That was a few years back before our marriage. I had always thought that he held the same belief and values as me about love and marriage. It turned out, he doesn't. He was one of the examples of why the divorce rate in SG is so high -- he doesn't understand what true love is, and he doesn't understand what marriage is all about either.
Cases of extramarital affairs are so common now that there was this series of articles in the Msia newspaper on this topic.
I seriously do not understand what the problems are with the people nowadays. Where are their moral values? Do they understand what is love? Do they know what is marriage? Do they know that the wedding vow is a promise of a lifetime and should be taken solemnly and not just a formality?
I think what was written below is true:
Yes, i think the sadness of losing my husband is not purely about losing the person i love, but also about how the world that i had always believed in collapsed, how the values and beliefs that had propelled me in life were shattered.

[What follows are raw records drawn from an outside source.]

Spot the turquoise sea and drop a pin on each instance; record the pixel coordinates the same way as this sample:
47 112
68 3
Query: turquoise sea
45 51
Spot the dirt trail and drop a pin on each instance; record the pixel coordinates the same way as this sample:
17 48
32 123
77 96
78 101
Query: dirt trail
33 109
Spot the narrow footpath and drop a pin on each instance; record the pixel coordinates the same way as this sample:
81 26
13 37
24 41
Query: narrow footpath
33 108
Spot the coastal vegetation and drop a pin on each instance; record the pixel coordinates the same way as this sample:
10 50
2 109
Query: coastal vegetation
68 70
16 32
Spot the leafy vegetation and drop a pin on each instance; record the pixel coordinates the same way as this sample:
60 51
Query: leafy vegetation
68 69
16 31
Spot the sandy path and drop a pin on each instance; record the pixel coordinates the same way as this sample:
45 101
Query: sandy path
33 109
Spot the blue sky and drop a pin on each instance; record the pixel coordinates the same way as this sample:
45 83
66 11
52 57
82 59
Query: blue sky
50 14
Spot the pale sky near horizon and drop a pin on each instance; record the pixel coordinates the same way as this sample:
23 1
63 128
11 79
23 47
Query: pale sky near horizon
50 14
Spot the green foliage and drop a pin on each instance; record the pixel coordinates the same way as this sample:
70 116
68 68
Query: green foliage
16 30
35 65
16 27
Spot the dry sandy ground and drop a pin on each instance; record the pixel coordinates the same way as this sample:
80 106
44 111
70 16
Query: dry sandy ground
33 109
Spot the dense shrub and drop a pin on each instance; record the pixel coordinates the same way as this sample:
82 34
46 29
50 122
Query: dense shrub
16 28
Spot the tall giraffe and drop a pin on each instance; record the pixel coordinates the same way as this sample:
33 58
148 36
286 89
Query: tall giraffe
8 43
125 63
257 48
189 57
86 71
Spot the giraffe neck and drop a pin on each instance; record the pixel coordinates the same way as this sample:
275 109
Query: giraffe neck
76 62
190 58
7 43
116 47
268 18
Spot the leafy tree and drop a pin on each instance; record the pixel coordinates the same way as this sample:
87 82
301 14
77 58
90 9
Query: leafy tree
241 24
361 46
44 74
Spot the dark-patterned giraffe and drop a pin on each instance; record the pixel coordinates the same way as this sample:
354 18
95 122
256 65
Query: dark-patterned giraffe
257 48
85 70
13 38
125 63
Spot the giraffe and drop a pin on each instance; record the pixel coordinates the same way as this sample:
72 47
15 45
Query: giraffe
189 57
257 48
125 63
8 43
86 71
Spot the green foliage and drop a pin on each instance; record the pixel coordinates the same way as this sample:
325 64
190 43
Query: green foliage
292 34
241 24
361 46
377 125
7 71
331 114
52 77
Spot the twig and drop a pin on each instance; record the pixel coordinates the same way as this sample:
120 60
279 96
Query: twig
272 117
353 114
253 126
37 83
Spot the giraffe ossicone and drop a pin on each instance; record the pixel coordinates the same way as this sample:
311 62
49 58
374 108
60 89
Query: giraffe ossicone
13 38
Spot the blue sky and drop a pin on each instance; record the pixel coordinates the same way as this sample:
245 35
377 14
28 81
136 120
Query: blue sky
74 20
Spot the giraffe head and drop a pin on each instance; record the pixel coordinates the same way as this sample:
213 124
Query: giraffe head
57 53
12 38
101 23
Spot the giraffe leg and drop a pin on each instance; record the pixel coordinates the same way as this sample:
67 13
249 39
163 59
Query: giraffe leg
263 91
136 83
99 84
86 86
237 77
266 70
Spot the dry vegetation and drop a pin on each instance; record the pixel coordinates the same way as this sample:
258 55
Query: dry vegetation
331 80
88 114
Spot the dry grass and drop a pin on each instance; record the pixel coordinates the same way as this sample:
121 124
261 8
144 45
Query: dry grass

I've been asking myself why i am depressed, when all logical thoughts are indicating that i will be better off without him, that i can live a good life by myself, that it's a blessing that it happens now than 10 years later.
Yet, love is illogical. It's not something that you can just list down on a piece of paper and decide how and what to feel. This also explains why YY would jeopardised his otherwise blissful marriage and wonderful life for that China woman. If there's a list for him to make comparison, between a good and decent wife who has been through thick and thin with him for so many years and willing to rough it through to build a happy life with him till death, versus a China woman who does erotic massage for a living, cares a lot about money and whom he only knew for a few months, the choice cannot be any more obvious. But then, love is not something that can be compared like this. He loves her and not me, and so his choice is not something that can be explained rationally.
And the article also listed the myths about how to overcome the sadness:
Basically, i gotta face it in order to truly get over it. This is something VERY difficult, and it takes a lot of courage. I seriously do not know if i am capable of doing it.
Sometimes, the pain gets so bad that i really wish my life could stop so that i can stop feeling anything. No, i'm not thinking of committing suicide; it's just that i get so tired of facing and dealing with it already.